Because of the sensitivity of the data encoded in social networks such as Facebook and MySpace, there has been a lot of interest recently in techniques to anonymize such data. There are many potential applications for studying such social networks, such as understanding how information and disease can spread, as well capturing how people tend to interact with each other. But when information about networks has been collected by a site, it is often not desirable to release the data unmodified, since this could allow inference about individuals, while the goal of the information release is to allow inference about the group as a whole but not any one person. In medical and other private databases, there has been a lot of study of how to anonymize private data in order to allow publishing of anonymized data, but network data brings additional challenges.

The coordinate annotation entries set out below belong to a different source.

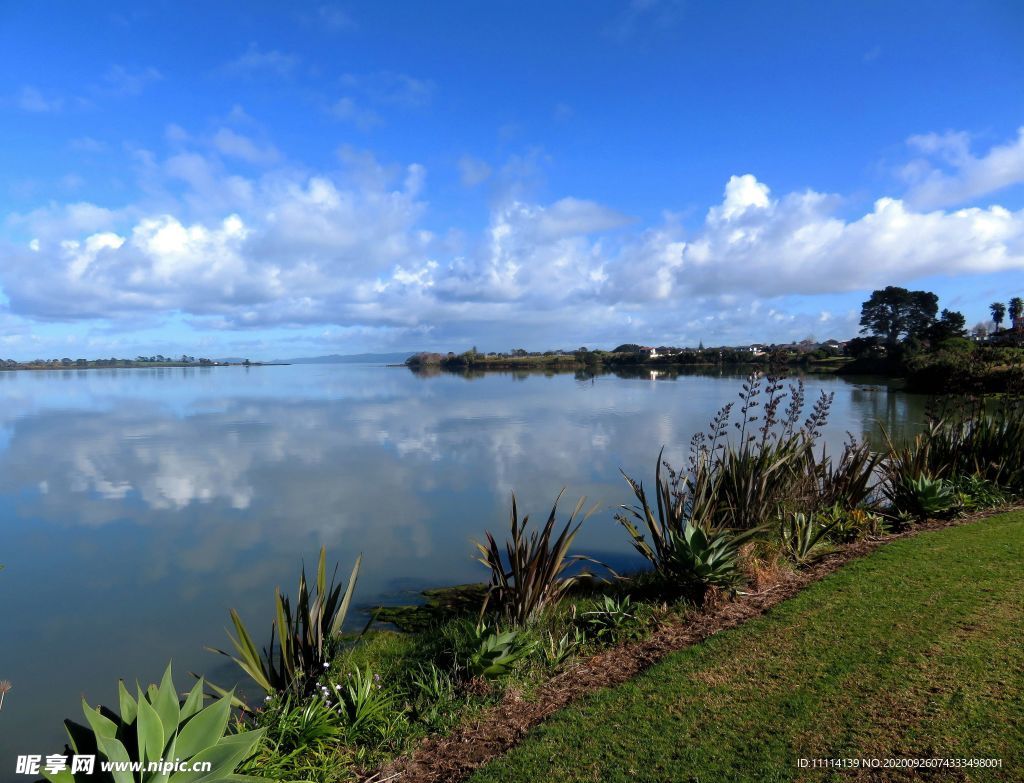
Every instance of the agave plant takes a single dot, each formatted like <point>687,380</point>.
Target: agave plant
<point>801,535</point>
<point>557,651</point>
<point>687,550</point>
<point>680,499</point>
<point>850,481</point>
<point>301,640</point>
<point>610,617</point>
<point>529,575</point>
<point>496,653</point>
<point>926,496</point>
<point>364,704</point>
<point>700,559</point>
<point>158,732</point>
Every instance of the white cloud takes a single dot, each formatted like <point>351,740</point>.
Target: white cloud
<point>951,174</point>
<point>266,60</point>
<point>350,249</point>
<point>348,111</point>
<point>119,81</point>
<point>334,17</point>
<point>235,144</point>
<point>391,88</point>
<point>472,171</point>
<point>31,99</point>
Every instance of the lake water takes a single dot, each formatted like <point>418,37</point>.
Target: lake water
<point>139,505</point>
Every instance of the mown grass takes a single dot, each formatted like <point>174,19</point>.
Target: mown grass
<point>913,651</point>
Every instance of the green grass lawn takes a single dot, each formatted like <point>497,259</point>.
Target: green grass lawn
<point>915,650</point>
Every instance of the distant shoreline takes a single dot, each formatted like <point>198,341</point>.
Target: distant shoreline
<point>138,365</point>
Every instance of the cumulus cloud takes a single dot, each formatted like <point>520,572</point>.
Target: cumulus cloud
<point>391,88</point>
<point>235,144</point>
<point>350,249</point>
<point>949,173</point>
<point>122,82</point>
<point>348,111</point>
<point>472,171</point>
<point>255,59</point>
<point>32,99</point>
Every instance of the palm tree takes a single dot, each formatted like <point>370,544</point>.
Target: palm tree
<point>998,311</point>
<point>1016,311</point>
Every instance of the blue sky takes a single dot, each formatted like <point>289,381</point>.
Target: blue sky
<point>275,180</point>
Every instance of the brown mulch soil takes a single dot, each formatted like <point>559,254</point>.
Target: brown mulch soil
<point>453,757</point>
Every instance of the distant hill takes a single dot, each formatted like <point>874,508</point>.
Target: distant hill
<point>352,358</point>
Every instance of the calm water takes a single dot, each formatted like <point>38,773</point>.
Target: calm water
<point>138,506</point>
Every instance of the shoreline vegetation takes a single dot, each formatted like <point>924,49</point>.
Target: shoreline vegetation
<point>757,507</point>
<point>904,337</point>
<point>147,362</point>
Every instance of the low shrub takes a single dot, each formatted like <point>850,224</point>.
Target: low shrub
<point>155,726</point>
<point>802,537</point>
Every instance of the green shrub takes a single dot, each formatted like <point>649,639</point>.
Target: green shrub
<point>848,525</point>
<point>155,726</point>
<point>974,492</point>
<point>529,576</point>
<point>368,709</point>
<point>557,651</point>
<point>924,496</point>
<point>302,641</point>
<point>802,536</point>
<point>611,619</point>
<point>495,653</point>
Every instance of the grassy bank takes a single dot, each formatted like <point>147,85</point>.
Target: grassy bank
<point>913,651</point>
<point>757,512</point>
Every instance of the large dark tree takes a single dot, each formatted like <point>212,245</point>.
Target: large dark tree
<point>1017,313</point>
<point>896,313</point>
<point>998,311</point>
<point>950,323</point>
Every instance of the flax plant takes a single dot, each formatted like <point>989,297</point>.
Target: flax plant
<point>302,639</point>
<point>529,575</point>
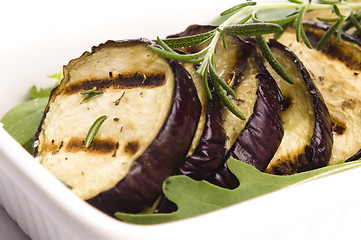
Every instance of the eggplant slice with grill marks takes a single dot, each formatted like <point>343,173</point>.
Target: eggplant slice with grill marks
<point>336,71</point>
<point>152,109</point>
<point>307,141</point>
<point>257,96</point>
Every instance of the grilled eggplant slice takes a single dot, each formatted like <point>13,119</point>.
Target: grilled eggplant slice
<point>152,109</point>
<point>307,141</point>
<point>336,71</point>
<point>253,141</point>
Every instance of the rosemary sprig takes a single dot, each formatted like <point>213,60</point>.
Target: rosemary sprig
<point>94,130</point>
<point>244,20</point>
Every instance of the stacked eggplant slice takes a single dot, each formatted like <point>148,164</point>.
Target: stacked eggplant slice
<point>157,120</point>
<point>335,70</point>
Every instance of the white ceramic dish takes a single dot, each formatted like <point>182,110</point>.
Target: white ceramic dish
<point>39,37</point>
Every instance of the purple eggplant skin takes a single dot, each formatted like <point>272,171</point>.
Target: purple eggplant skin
<point>263,132</point>
<point>333,48</point>
<point>318,152</point>
<point>210,151</point>
<point>208,155</point>
<point>142,185</point>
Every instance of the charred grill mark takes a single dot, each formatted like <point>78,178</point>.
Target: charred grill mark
<point>97,146</point>
<point>120,81</point>
<point>131,147</point>
<point>335,50</point>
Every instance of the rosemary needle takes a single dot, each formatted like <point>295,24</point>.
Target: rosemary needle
<point>94,130</point>
<point>242,20</point>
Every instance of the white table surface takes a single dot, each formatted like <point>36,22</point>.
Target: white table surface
<point>9,228</point>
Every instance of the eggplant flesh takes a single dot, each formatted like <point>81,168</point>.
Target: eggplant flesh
<point>335,71</point>
<point>149,102</point>
<point>307,141</point>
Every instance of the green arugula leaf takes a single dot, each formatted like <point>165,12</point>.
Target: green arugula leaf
<point>199,197</point>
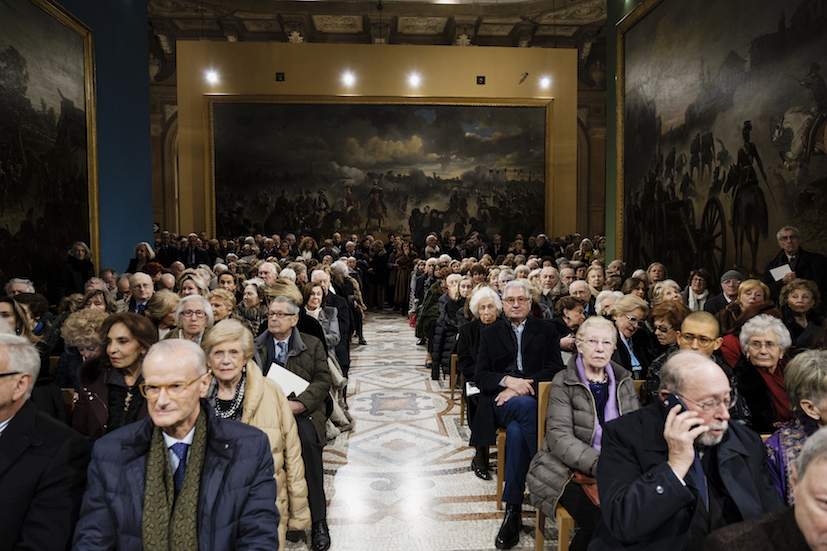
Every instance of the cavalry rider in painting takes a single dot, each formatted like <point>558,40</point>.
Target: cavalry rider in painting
<point>818,89</point>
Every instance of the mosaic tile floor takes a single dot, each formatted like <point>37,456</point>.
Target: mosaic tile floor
<point>402,479</point>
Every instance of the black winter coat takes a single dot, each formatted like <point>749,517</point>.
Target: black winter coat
<point>451,318</point>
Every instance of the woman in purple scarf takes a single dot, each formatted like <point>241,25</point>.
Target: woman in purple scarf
<point>592,390</point>
<point>805,379</point>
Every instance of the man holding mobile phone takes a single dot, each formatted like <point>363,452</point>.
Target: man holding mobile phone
<point>675,470</point>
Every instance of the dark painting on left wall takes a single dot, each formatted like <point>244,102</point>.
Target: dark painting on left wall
<point>48,162</point>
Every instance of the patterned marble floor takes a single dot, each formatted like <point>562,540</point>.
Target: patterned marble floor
<point>402,479</point>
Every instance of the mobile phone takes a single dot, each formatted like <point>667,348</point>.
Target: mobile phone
<point>670,401</point>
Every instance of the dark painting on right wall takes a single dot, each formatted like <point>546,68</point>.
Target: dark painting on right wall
<point>721,133</point>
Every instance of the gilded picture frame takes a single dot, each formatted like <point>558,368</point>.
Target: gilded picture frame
<point>49,173</point>
<point>414,201</point>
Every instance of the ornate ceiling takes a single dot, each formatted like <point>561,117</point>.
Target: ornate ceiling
<point>538,23</point>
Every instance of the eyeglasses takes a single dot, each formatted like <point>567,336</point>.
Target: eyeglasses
<point>714,403</point>
<point>279,315</point>
<point>592,343</point>
<point>197,313</point>
<point>758,345</point>
<point>174,390</point>
<point>689,338</point>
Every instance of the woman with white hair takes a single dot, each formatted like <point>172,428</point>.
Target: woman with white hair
<point>240,392</point>
<point>760,372</point>
<point>485,306</point>
<point>590,392</point>
<point>667,289</point>
<point>253,307</point>
<point>806,381</point>
<point>193,319</point>
<point>192,283</point>
<point>77,270</point>
<point>144,253</point>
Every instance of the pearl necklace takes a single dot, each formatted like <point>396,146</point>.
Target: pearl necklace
<point>238,399</point>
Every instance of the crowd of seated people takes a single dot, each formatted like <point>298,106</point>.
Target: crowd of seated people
<point>733,357</point>
<point>651,325</point>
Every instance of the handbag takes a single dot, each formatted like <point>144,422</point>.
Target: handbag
<point>588,484</point>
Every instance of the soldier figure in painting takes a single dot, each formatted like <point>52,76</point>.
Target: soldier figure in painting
<point>749,208</point>
<point>818,89</point>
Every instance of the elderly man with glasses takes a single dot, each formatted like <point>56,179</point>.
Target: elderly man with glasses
<point>182,478</point>
<point>42,461</point>
<point>516,353</point>
<point>282,346</point>
<point>676,470</point>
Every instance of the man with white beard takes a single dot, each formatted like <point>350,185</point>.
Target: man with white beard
<point>674,471</point>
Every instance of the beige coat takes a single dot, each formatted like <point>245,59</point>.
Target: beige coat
<point>266,408</point>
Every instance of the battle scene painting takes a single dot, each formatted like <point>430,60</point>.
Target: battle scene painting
<point>45,188</point>
<point>724,105</point>
<point>379,168</point>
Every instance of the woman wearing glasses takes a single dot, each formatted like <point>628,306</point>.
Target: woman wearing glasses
<point>240,392</point>
<point>760,372</point>
<point>109,396</point>
<point>591,391</point>
<point>193,319</point>
<point>253,307</point>
<point>629,314</point>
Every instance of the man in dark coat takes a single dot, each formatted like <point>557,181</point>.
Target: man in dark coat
<point>42,461</point>
<point>223,494</point>
<point>342,349</point>
<point>668,477</point>
<point>516,353</point>
<point>795,528</point>
<point>804,264</point>
<point>304,356</point>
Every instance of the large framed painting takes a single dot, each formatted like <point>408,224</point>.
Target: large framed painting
<point>720,131</point>
<point>359,166</point>
<point>48,162</point>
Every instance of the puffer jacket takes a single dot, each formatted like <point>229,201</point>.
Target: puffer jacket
<point>570,425</point>
<point>267,408</point>
<point>447,327</point>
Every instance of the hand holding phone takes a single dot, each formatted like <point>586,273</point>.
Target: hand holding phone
<point>681,428</point>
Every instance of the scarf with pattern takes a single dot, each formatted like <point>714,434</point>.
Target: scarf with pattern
<point>169,523</point>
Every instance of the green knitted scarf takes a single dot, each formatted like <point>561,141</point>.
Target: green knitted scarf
<point>169,523</point>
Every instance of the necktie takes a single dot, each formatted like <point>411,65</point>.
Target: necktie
<point>179,449</point>
<point>281,355</point>
<point>698,476</point>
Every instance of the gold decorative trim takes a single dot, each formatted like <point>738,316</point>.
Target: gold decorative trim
<point>74,24</point>
<point>623,26</point>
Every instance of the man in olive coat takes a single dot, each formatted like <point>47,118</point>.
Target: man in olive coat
<point>305,356</point>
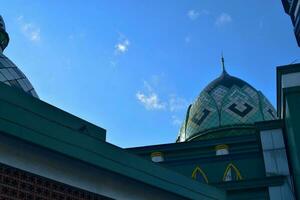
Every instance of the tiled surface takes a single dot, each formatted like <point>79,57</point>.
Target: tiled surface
<point>226,104</point>
<point>11,75</point>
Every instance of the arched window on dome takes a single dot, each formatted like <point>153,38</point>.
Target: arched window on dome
<point>232,173</point>
<point>199,175</point>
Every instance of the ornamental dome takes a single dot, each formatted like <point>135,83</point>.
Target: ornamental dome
<point>9,72</point>
<point>226,103</point>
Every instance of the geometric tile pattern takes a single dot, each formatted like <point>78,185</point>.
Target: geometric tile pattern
<point>226,101</point>
<point>203,115</point>
<point>12,76</point>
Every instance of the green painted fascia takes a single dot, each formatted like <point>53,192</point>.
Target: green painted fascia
<point>292,128</point>
<point>269,125</point>
<point>20,99</point>
<point>37,122</point>
<point>252,183</point>
<point>181,146</point>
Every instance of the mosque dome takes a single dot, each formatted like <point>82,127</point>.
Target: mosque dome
<point>10,74</point>
<point>227,105</point>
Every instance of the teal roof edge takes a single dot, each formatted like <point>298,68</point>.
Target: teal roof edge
<point>37,122</point>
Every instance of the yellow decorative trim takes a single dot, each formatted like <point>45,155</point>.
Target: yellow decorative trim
<point>221,146</point>
<point>238,174</point>
<point>197,170</point>
<point>157,153</point>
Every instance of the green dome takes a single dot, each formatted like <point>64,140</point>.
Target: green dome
<point>226,102</point>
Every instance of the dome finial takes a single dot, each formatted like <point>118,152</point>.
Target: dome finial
<point>4,38</point>
<point>223,64</point>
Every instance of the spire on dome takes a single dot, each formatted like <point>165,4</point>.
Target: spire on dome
<point>4,38</point>
<point>223,64</point>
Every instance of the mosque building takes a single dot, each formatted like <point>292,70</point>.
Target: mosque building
<point>232,145</point>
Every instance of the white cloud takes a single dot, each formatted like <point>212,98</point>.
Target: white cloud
<point>193,14</point>
<point>177,103</point>
<point>151,101</point>
<point>149,98</point>
<point>29,30</point>
<point>122,46</point>
<point>176,121</point>
<point>223,19</point>
<point>187,39</point>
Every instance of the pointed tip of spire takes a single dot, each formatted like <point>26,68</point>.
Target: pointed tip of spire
<point>223,63</point>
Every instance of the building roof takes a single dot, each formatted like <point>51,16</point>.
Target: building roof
<point>226,102</point>
<point>34,121</point>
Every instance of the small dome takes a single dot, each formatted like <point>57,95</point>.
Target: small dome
<point>9,72</point>
<point>226,102</point>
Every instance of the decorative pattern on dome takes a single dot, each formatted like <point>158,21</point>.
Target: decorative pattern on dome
<point>224,102</point>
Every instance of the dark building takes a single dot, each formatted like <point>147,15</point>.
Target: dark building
<point>292,7</point>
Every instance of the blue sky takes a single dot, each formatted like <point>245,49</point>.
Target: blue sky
<point>132,67</point>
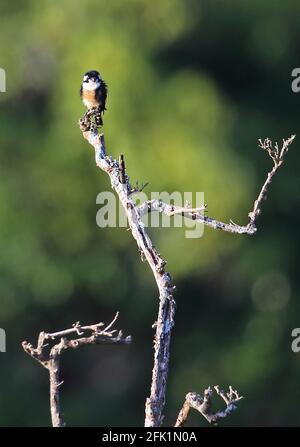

More formally, model the network as a simple graph G. Even publishing solely the nodes and edges of G, without any identifying information, may still reveal information, since a node of sufficiently high degree may be uniquely identifying. In some recent work, Dwork et al consider both active and passive attacks on such data, and show that with the collusion of a small group of people represented in the graph, some additional information can be extracted. The results follow by considering a variation of the random graph model, and arguing that some small but large enough structures are likely to be unique within the graph. Other work in this model has studied other attacks on anonymized data, using machine learning perspectives, or a more graph theoretic approach. The conclusions of the work so far seems to be that many natural anonymization schemes do not guarantee privacy against some reasonably strong attack models, but nor do they guarantee exposure. Even various perturbations of the input data seem to be insufficient to limit the efficacy of an attack while maintaining utility of the published data.
This leaves the question, if the strongest privacy guarantees are not possible, is it sufficient to publish "best-effort" anonymized data, and hope that no serious damage is done? As we discussed in a prior post, within a few days of being released, it was claimed that there were weaknesses in the anonymization of the famed Netflix data set, but this does not seem to have led to any major revelations or upset as a consequence.